Avery glanced down at my chest, breaking eye contact for the first time since we started talking. He was totally looking at my nipples! “You look really pretty.” Avery’s eyes locked back on mine.

Aw, screw it. I lowered my arms back down to my sides, speechless. I kinda didn’t care if the whole room was scoping my nips at this point; I was filled with reckless sixteen-year-old abandon.

“Jesus H. Christ, Avery,” Claire shouted from the “dance floor” that was now more of an open space for the couples to rhythmically grope one another, “ask the girl to dance already!  She’s going to be a virgin until she’s twenty at this rate!”

“Thanks, Claire!” I called back to her, a crimson blush overtaking my whole face.

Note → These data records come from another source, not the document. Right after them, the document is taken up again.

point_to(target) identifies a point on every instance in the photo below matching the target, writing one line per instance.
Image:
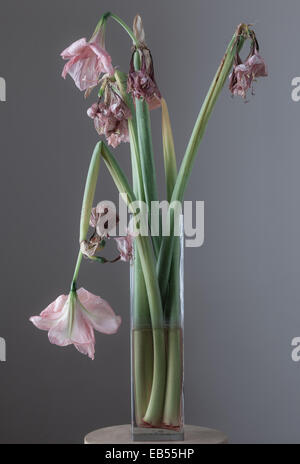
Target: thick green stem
(76, 271)
(166, 249)
(154, 411)
(126, 28)
(142, 343)
(172, 416)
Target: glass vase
(157, 356)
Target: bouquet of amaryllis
(121, 114)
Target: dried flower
(72, 319)
(141, 84)
(138, 29)
(244, 74)
(87, 60)
(89, 247)
(111, 117)
(125, 246)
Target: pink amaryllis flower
(72, 319)
(243, 74)
(125, 246)
(141, 84)
(111, 118)
(87, 60)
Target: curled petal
(99, 313)
(51, 314)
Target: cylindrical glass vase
(157, 356)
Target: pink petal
(82, 330)
(74, 49)
(49, 316)
(83, 71)
(99, 313)
(104, 60)
(59, 333)
(88, 349)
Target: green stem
(142, 341)
(126, 27)
(154, 411)
(166, 249)
(76, 271)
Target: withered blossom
(244, 74)
(111, 117)
(141, 83)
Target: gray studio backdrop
(242, 292)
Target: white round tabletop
(121, 434)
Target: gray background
(241, 288)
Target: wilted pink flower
(111, 118)
(125, 246)
(72, 319)
(256, 65)
(141, 84)
(243, 74)
(240, 80)
(87, 60)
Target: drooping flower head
(103, 220)
(87, 60)
(111, 117)
(141, 82)
(125, 246)
(72, 319)
(244, 74)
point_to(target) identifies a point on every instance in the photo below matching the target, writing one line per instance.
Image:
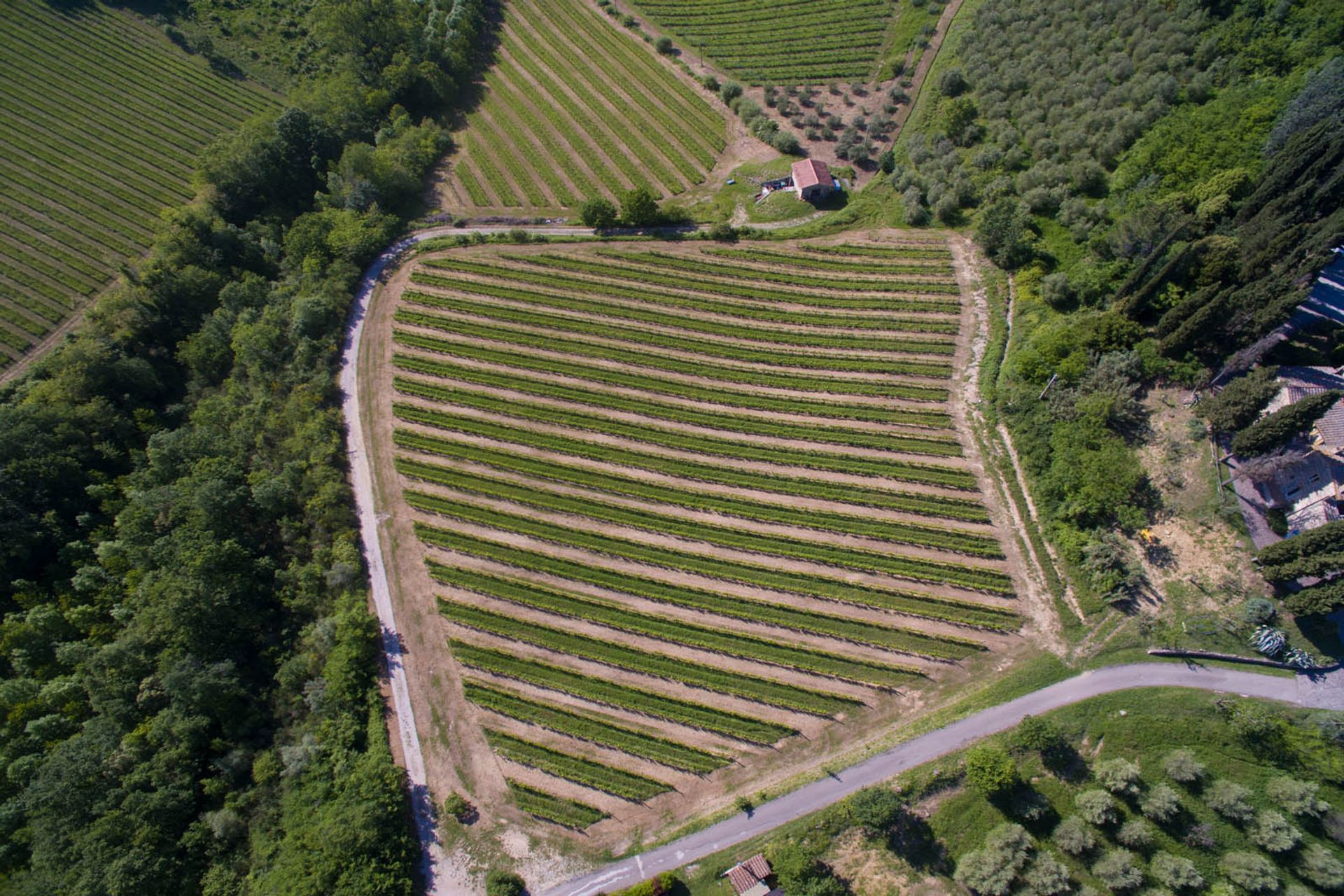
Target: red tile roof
(809, 172)
(746, 875)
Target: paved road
(1326, 691)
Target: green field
(83, 181)
(574, 108)
(685, 491)
(790, 43)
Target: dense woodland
(1166, 182)
(188, 694)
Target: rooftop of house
(809, 172)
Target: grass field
(679, 504)
(784, 43)
(577, 108)
(83, 181)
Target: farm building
(749, 878)
(812, 179)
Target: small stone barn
(812, 179)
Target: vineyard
(679, 505)
(575, 108)
(793, 42)
(83, 181)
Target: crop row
(702, 599)
(581, 727)
(682, 262)
(592, 304)
(698, 368)
(785, 547)
(715, 640)
(654, 407)
(738, 282)
(772, 257)
(671, 438)
(587, 81)
(651, 407)
(628, 378)
(699, 500)
(638, 700)
(566, 813)
(581, 276)
(577, 111)
(571, 339)
(758, 575)
(939, 505)
(631, 332)
(904, 250)
(644, 663)
(624, 89)
(581, 771)
(685, 101)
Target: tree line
(188, 692)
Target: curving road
(1323, 691)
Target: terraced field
(787, 43)
(83, 181)
(577, 108)
(680, 504)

“Well,” Avery said, taking my sweaty palm in his, “we wouldn’t want that to happen.” His eyes got wide and he started to backpedal. “Not that…virginity is good.  I’m good with it…too?” He took a deep breath in and then blew it out slowly. “Let’s just dance.  This song is really good. Jason’s band Fresh and Fruity covers it.”

As Avery’s fingers intertwined with mine, a jolt of electricity shot through me. I could feel my blood circulating through my body, whooshing in and out of my heart. All of my senses became hyperaware. The smell of pine overwhelmed me. A million flashes of Avery went through my mind.  His mouth, his hair, his hand now in mine and then a vision of the future played out behind my eyes.